I think it was around 1:00 when we finally headed to mom's. I hadn't been there since I first got sick, which means I haven't visited Granddad in two weeks. [Insert guilt here.] And what a difference those weeks made. Granddad (or, as my cousin "Big Joe" likes to put it: GRAAAAND-DAD! shot off like two separate but equally important proclamations) had become bed-ridden, the recently virile man curled on a bed in his pajamas with a tube in his nose. But still, he looked surprisingly good and was in lovely spirits. He had the good fortune of no longer knowing who the president is, but could tell you with authority when Opening Day is. Thank God he knows the important stuff. I'm not 100% sure he knew who I was right away, but that's not the important stuff. Not now, anyway.
Don't let it be forgot
After our visit (where I helped myself to any treat I could find and went through the mail and refused to open my own drinks, so some things are the same at Grandma's house), we spent the rest of the day at mom's. She's doing better emotionally than I thought she'd be, but worse financially, and I'm reassuring myself that in the end it balances out to not bad overall. My story is the exact opposite but I have a vacation planned, so I'm hoping I'm not bad overall, but am not entirely convinced.

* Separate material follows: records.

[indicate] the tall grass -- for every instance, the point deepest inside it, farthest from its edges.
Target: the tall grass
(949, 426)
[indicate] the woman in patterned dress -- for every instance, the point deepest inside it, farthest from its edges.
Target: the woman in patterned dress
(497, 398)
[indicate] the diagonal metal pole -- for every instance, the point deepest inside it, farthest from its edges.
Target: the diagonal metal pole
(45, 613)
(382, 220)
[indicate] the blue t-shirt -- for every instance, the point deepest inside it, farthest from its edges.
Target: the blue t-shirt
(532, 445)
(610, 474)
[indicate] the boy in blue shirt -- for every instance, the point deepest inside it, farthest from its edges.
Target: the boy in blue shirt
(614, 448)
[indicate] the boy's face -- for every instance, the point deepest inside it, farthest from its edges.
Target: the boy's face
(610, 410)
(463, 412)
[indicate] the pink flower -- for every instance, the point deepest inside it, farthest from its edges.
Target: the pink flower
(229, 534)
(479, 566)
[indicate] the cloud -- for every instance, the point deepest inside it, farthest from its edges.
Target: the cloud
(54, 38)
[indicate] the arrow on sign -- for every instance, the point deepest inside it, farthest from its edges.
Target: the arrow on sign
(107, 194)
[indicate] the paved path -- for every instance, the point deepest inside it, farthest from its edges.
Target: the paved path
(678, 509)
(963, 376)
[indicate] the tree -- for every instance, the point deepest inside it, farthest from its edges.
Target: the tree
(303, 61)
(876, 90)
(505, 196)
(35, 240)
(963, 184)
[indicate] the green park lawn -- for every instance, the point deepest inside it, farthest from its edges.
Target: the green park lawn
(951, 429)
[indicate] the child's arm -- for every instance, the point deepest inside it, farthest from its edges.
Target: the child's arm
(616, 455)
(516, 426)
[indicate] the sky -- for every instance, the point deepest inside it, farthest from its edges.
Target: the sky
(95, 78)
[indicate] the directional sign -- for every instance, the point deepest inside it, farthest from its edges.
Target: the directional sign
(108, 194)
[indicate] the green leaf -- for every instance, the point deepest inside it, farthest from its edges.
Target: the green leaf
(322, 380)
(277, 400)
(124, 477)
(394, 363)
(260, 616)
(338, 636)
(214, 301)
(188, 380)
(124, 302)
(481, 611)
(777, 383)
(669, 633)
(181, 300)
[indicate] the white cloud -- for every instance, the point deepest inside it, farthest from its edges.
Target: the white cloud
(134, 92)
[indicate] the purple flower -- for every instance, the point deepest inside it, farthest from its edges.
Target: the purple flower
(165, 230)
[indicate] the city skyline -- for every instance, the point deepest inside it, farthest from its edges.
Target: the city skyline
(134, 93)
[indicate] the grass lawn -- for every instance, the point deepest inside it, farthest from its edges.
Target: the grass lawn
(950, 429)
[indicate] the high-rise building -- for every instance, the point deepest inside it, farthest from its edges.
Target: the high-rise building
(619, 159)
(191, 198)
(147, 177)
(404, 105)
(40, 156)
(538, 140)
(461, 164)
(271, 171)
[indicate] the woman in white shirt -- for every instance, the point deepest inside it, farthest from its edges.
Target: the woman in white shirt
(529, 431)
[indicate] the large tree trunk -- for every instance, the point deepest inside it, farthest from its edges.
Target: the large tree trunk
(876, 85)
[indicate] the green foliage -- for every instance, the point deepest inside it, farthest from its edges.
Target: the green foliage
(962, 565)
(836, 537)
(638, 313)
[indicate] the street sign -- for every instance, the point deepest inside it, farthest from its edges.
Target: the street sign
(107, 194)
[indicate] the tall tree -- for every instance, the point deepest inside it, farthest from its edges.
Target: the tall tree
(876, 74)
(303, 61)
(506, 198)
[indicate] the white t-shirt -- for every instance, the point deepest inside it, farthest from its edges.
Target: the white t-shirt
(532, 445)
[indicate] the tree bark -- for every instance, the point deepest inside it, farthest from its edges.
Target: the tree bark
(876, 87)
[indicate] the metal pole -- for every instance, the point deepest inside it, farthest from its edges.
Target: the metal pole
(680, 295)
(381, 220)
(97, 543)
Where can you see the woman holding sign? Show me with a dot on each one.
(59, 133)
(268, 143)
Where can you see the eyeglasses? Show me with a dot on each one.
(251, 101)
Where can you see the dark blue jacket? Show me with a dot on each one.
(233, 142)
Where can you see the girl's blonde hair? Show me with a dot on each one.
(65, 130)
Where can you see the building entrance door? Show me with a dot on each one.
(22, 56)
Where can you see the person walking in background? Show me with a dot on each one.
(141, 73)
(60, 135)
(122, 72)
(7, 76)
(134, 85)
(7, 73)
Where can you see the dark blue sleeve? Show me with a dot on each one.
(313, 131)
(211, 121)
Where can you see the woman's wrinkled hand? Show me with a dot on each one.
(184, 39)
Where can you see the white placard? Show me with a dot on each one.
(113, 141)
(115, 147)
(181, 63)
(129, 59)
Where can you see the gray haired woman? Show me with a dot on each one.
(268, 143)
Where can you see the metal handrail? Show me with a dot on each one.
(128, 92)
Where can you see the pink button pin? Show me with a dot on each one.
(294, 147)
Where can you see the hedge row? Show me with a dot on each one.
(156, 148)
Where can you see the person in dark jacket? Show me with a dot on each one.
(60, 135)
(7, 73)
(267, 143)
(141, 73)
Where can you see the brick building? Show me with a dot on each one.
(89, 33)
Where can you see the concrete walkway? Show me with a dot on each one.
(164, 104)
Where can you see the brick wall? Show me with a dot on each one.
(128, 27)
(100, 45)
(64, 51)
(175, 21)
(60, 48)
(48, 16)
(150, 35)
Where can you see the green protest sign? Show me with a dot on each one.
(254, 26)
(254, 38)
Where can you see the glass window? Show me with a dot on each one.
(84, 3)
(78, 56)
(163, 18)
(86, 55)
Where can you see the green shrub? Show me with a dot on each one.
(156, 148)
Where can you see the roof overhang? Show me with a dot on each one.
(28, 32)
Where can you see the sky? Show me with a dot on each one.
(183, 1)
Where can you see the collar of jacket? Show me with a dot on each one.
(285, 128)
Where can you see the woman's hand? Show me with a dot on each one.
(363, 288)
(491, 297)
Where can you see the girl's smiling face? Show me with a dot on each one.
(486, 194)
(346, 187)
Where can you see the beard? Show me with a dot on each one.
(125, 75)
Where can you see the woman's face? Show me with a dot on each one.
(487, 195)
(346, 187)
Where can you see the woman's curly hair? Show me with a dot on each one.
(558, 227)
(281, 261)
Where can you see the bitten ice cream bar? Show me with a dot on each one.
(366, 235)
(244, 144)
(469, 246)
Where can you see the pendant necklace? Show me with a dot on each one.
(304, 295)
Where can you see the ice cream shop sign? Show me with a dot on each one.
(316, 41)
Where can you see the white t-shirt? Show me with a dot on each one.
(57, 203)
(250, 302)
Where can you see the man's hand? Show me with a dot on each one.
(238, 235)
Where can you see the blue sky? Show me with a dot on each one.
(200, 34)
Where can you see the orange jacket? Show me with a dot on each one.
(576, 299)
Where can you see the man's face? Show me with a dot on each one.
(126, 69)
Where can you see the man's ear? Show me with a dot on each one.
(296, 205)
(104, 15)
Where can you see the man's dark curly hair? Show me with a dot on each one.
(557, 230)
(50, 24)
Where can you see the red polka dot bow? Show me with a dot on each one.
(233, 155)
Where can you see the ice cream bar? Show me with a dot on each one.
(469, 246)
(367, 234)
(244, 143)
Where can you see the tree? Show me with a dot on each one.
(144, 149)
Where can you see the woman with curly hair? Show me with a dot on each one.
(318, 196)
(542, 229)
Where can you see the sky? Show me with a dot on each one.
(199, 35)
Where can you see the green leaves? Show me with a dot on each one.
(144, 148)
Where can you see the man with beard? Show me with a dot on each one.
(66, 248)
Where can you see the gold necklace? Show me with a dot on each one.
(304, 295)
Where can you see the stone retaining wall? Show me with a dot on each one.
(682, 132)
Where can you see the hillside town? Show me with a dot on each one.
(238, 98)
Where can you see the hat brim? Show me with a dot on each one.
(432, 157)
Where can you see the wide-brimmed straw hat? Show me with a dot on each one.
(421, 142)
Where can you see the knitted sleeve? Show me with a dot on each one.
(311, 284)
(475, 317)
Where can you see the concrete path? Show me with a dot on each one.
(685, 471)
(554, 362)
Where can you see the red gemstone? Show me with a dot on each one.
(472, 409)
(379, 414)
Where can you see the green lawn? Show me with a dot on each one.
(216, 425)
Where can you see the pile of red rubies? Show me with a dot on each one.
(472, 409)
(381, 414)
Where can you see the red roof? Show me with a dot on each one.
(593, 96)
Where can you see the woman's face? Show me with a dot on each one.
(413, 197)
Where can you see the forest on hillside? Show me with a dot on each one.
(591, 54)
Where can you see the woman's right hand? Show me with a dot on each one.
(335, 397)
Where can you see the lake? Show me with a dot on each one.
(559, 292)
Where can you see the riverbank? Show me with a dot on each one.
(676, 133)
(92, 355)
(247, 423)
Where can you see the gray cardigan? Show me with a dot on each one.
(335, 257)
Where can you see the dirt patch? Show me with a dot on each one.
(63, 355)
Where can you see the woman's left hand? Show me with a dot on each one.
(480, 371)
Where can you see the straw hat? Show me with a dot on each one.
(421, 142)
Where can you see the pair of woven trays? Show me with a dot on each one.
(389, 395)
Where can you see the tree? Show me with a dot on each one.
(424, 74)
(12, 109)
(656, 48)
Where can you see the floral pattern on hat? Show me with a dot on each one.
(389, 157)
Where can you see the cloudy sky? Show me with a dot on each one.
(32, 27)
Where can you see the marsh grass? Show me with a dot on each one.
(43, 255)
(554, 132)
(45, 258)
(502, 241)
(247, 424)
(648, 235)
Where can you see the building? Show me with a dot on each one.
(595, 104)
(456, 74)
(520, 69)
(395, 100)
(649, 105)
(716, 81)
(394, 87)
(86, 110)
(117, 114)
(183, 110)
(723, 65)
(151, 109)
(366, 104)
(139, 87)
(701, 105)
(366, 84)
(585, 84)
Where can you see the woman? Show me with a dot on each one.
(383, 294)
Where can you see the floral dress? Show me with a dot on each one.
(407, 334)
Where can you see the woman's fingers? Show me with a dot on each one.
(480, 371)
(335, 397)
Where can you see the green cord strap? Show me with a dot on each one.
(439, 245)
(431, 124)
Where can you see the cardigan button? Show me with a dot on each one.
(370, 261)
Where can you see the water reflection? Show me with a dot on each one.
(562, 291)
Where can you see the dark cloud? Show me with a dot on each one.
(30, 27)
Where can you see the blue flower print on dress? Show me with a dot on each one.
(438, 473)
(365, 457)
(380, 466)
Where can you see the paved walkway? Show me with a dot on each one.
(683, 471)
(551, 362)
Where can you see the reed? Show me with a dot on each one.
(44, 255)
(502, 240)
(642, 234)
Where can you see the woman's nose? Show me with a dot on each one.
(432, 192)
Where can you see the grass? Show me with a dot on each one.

That once there was a spot
Sunday was the yearly women's outing for the ladies on M's side of the family, which means me, M's mother, his aunt, his younger cousin, her mother-in-law, and typically whoever M's other cousin is shagging at the time. But M's cousin is no longer shagging the Christmas Ticket Recipient, so M got to go. Let me tell you, Lou Diamond Phillips is no Broadway caliber singer, and the story was told with no sympathetic characters, so the play was a bit of a disappointment and seeing it then having dinner afterwards took my entire Sunday.
For one brief, shining moment
Nonetheless, the theme of having high ideals that seem to resonate for a moment before being lost wasn't lost on me. It's the story of my life: hoping for the best but always bracing for the worst. It's the story of Granddad's, though he managed to sustain high ideals longer than I ever could, and only loses it with his failing body. And at the same time, it becomes my story again, rising from my own ashes, Lady Lazarus, a phoenix, rising and falling and rising again.
That was known as Camelot.
2 comments:
Oh Lou...I wish someone had told you not to star in a Broadway play. Sad.
So sorry about Granddad...hang in there.
Yeah, he's hanging in there, poor thing. Granddad, too.